1. When reading The Gatewatch, companionship is a clear theme throughout the novel – would you say you were inspired by books like the Hobbit and the Lord of the Rings novels? And are there any other books that have inspired your writing?
Certainly! The other series I would have to give credit to is The Chronicles of Narnia by Tolkien’s good friend and fellow professor (and Inkling on top of that!) C.S. Lewis. Much of the book is also indebted to various translations of the Norse Myths, most specifically Dr. Kevin Crossley Holland’s translation. In fact, The Gatewatch began as a creative retelling of the myth where Thor and Loki travel to Utgard and encounter the jotun wizard Utgard-Loki. However, the thing grew legs and ran away on me, so it ended up becoming a full-fledged book of its own.
2. The Gatewatch is home to a whole host of different characters and species within its pages – who is your favourite character and which is your favourite species?
Truthfully, I most enjoy writing the nidavel who are essentially dwarves. However, the dwarves in Norse mythology are quite distinct from what we might think of as dwarves today; games like Dungeons & Dragons as well as fantasy works such as Tolkien’s have branded dwarves in a manner quite dissimilar to how they are portrayed in the myths. By calling them nidavel instead of dwarves I hoped to create a race much closer to the dwarves of the Norse myths. They are sly and sneaky, greatly skilled in magic and smithing, and can never fully be trusted. Of course, I play with this idea of racial stereotypes in the book and the characters come to befriend two nidavel throughout the course of the adventure who ultimately prove these stereotypes do not apply to all nidavel.
3. The dwarves in your novel are famous for their ability to craft magical objects – if you could invent your own magical object, what would you invent and what would you use it for?
This is an excellent question! While the items crafted in the book are nods to the myths, if I could have Mastersmith Ognir craft me my own item I think I would like a golden ring that would allow me to feast and drink without gaining any calories or becoming overly inebriated!
4.Norse lore is embraced within your novel and the poetry you have written is full of humour and charm. When did you become interested in Norse mythology and what drew you to writing Norse poetry?

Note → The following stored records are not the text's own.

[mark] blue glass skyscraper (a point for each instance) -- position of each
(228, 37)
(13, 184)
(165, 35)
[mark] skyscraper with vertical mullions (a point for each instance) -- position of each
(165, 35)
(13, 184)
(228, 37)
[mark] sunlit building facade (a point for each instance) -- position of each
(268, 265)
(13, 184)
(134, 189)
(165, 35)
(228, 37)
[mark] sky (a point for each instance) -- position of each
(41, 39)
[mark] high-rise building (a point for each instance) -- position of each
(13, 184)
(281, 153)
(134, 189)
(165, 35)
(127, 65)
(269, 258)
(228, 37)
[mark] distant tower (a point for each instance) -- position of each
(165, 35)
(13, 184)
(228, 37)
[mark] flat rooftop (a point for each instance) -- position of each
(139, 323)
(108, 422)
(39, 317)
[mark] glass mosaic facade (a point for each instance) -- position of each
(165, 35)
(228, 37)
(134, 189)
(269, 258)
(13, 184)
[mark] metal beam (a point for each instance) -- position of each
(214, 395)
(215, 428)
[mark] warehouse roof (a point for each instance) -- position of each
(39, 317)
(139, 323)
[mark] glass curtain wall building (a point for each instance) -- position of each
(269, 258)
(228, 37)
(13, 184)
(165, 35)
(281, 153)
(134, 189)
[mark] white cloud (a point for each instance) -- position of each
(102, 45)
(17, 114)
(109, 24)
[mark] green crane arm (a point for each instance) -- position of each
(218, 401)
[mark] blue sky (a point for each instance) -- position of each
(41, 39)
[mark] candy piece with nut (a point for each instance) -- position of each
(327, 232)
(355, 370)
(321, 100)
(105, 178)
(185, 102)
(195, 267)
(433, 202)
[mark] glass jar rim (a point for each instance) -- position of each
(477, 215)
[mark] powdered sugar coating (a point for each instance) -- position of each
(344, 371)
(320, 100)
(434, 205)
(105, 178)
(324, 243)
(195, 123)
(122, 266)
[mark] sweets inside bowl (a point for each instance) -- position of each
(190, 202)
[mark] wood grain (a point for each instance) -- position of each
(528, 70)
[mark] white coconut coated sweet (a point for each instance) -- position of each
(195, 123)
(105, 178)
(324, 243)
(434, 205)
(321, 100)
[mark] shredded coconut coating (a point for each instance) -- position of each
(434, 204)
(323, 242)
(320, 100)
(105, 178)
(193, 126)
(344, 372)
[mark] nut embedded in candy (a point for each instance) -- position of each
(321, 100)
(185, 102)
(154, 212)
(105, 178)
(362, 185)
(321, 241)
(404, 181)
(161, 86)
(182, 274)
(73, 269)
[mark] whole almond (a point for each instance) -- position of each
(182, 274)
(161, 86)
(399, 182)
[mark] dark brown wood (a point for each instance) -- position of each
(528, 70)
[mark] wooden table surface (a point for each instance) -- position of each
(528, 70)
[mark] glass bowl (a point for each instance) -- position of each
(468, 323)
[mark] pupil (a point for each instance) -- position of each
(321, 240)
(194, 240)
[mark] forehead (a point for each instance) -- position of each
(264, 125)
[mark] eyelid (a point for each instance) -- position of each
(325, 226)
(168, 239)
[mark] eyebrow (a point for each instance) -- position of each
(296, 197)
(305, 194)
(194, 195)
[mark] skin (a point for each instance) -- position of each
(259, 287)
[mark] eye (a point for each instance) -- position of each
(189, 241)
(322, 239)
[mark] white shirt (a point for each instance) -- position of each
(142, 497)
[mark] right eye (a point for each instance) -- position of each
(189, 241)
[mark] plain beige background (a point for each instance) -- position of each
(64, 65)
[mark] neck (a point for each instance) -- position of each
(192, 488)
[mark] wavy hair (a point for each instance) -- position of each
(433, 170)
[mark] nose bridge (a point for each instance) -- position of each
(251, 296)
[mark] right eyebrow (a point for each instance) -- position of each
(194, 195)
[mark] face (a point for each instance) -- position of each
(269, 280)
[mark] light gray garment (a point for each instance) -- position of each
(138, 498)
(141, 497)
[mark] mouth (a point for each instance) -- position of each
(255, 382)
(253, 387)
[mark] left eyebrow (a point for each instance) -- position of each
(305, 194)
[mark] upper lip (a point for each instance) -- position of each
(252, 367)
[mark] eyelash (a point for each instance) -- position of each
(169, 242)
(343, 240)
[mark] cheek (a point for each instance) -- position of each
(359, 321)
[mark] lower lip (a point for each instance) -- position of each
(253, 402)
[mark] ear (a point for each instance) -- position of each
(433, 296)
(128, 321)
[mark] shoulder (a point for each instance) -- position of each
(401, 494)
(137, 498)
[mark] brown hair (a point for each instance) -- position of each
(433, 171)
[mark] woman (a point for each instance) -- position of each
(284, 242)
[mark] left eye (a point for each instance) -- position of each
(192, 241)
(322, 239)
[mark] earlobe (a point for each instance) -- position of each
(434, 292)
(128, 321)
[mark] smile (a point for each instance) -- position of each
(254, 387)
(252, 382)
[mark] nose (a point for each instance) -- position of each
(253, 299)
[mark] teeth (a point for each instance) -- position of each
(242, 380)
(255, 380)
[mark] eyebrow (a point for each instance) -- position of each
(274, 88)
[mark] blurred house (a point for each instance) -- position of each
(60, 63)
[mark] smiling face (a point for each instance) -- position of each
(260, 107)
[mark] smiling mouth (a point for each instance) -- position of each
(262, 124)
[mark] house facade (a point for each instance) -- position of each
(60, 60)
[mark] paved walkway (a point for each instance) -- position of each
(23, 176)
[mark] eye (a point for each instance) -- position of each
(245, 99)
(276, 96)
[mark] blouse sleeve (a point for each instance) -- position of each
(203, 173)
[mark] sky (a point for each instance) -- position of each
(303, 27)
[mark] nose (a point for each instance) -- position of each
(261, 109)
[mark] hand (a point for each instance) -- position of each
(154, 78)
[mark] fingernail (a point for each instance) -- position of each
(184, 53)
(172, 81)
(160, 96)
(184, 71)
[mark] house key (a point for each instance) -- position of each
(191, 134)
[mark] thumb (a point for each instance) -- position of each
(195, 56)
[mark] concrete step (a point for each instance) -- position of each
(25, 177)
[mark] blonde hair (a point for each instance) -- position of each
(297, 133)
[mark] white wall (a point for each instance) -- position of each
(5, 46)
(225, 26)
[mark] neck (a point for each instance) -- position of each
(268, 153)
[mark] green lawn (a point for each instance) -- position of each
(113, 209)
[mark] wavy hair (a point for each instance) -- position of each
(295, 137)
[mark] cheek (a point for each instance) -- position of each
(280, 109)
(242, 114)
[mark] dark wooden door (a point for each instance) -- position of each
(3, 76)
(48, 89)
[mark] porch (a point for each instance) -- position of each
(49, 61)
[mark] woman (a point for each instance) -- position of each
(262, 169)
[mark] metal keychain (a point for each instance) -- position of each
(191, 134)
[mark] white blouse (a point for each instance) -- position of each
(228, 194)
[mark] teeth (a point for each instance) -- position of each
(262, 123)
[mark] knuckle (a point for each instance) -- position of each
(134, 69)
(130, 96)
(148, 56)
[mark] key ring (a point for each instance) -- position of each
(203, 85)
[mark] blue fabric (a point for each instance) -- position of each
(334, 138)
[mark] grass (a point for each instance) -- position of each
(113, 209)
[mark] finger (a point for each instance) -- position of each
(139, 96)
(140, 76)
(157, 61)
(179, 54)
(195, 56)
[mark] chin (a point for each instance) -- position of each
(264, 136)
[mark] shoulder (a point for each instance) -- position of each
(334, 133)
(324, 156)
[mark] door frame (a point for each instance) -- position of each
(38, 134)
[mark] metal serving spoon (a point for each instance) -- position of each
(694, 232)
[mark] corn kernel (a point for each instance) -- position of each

Tolkien is present here again as it was in university after joining ‘The Last Alliance’, a Tolkien book club led by a professor at the University of Alberta. It was through this book club that I learned of Tolkien’s actual career as a linguistics professor; writing books was simply his ‘side gig’. I discovered the Norse myths through his writing and uncovered many other translations, as well as related stories such as the Icelandic Sagas and other heroic epics such as Sigurd the Dragonslayer. I even went as far as to take a Norwegian language class, though I would have been better served with a crash course in Icelandic. As a bonus, my family heritage is Norwegian, so it all tied together quite nicely!
5.How long did it take roughly to write The Gatewatch? Is this the first novel you have ever written or did you have some practise novels beforehand?
The Gatewatch was my first novel and, to be honest, I had no idea what I was doing. However, in the course of the three years it took to write I learned a lot. I’ve now finished the second and third book, each of which took about a year to write and edit, and I am excited for the series to be completed.
6.The Everspring is coming out later this year – can you give us any clues to what we could be looking forward to?
Yes – I am very excited to share that The Everspring, sequel to The Gatewatch, is coming to bookstores and bookshelves on November 2nd, 2021! The saga of Torin Ten-Trees continues with more adventures and more riddles, flavoured with hints of such heroic sagas as Beowulf, Sigurd the Dragonslayer, and Angantyr the Berserker.